Генерал согласно покивал головой, сказал уже буднично:

— Так что ж, какие дела?

— Товарищ генерал, — Корнилов на мгновение замялся, подумав: «А не зря ли я все-таки затеваюсь?» — Владимир Степанович, дело об убийстве на станции Мшинской прокуратурой изучено, и следователь собирается прекращать его из-за смерти убийцы… Я вам докладывал, помните, отец и сын?

Генерал кивнул. Он слушал внимательно, давно уже привыкший к тому, что подполковник по пустякам не тревожит.

— Но есть в этом деле несколько белых пятен, — продолжал Игорь Васильевич. — Ну как бы сказать поточнее? — он помедлил секунду. — Дополнительный розыск может не оказать никакого влияния на конечный результат уже проведенного расследования. Все останется по-прежнему… Я очень путано говорю? — Игорь Васильевич виновато улыбнулся.

Генерал улыбнулся тоже:

— Не путано, Игорь Васильевич, а непонятно.

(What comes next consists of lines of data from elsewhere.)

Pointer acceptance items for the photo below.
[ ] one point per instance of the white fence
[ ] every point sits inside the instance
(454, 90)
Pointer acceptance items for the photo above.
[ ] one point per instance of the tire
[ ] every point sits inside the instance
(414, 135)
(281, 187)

— Вы знаете, Владимир Степанович, у нас из-за того, что убийца, лесник Зотов, покончил с собой, сложилась необычная ситуация, — Корнилов вдруг нашел нужные слова. — Знаете, как у экспериментаторов иногда бывает: открытие сделали, конечный результат есть. Но ведь надо же обосновать это открытие, исследовательскую работу провести, которая дала бы ключ к пониманию первопричин открытия…

— Причинно-следственные связи не выявлены? — генерал заинтересованно смотрел на Корнилова.

Игорь Васильевич кивнул:

— Вот именно. Причинно-следственные связи! Они ведь в первую очередь для нас важны. Но стоит ли возиться в каждом конкретном случае? Особенно в таком, как этот. Главное сделано — убийцу мы нашли, он на свободе не гуляет. — Игорь Васильевич поймал себя на том, что повторяет слова Белянчикова. — Один мой товарищ сказал — до истины ты докопаешься, но она будет бесплодной, твоя истина. Ты ее никуда не приложишь. Только собственное любопытство удовлетворишь.

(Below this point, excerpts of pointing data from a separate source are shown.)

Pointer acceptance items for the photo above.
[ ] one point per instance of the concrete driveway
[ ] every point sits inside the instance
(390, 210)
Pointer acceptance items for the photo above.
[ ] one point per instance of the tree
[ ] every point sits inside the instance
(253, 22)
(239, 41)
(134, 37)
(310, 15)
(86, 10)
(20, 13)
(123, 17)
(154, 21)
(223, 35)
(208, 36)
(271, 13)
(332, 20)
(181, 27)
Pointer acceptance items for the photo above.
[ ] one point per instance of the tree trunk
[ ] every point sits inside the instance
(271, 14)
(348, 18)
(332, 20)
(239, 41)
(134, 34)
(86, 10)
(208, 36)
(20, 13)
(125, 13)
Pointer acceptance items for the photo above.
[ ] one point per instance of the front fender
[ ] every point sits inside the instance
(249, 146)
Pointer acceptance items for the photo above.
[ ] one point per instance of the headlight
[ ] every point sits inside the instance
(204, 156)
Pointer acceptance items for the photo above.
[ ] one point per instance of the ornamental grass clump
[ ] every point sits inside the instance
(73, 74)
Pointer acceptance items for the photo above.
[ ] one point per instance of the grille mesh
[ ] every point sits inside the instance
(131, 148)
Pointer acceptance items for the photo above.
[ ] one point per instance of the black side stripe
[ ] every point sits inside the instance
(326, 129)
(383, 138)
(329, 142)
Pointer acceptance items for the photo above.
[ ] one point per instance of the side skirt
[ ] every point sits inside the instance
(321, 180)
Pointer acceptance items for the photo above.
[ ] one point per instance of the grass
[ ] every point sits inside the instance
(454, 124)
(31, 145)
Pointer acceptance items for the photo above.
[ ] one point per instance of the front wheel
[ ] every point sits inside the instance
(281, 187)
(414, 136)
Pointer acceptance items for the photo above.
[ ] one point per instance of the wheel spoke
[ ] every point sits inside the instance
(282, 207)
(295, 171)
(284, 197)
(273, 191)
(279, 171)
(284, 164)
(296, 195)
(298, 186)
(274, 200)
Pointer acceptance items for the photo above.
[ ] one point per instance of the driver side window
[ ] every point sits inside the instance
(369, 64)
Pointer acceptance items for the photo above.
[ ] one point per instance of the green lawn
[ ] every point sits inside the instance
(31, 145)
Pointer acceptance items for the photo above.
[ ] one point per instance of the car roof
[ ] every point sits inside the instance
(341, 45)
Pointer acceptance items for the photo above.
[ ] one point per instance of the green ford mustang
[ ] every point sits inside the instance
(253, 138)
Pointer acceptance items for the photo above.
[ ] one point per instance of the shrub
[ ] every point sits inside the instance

— Ну и что же, вы хотите собственное любопытство удовлетворить? — спросил генерал, и Игорь Васильевич не понял, то ли он пошутил, то ли осудил его.

— Нет, я хочу только, чтобы в каждом деле была полная ясность, — твердо ответил Корнилов. — Нельзя считать дело закрытым, если есть вопросы без ответов…

— Я тоже за полную ясность. — Владимир Степанович задумался, глядя куда-то мимо Корнилова. Лицо его стало пасмурным, озабоченным, словно он вспомнил что-то тревожное и досадное. — Я тоже за полную ясность… — Он хотел еще что-то добавить, но не добавил, а откинулся на спинку кресла и неожиданно улыбнулся доброй, какой-то простодушной улыбкой: — Вот еще с флота помню штурманскую мудрость: «Всякий случай должен быть изложен в сжатой, но ясной форме, не допускающей каких-либо сомнений или неправильного толкования!» — отчеканивая каждое слово, продекламировал он. — Так в капитанском справочнике записано.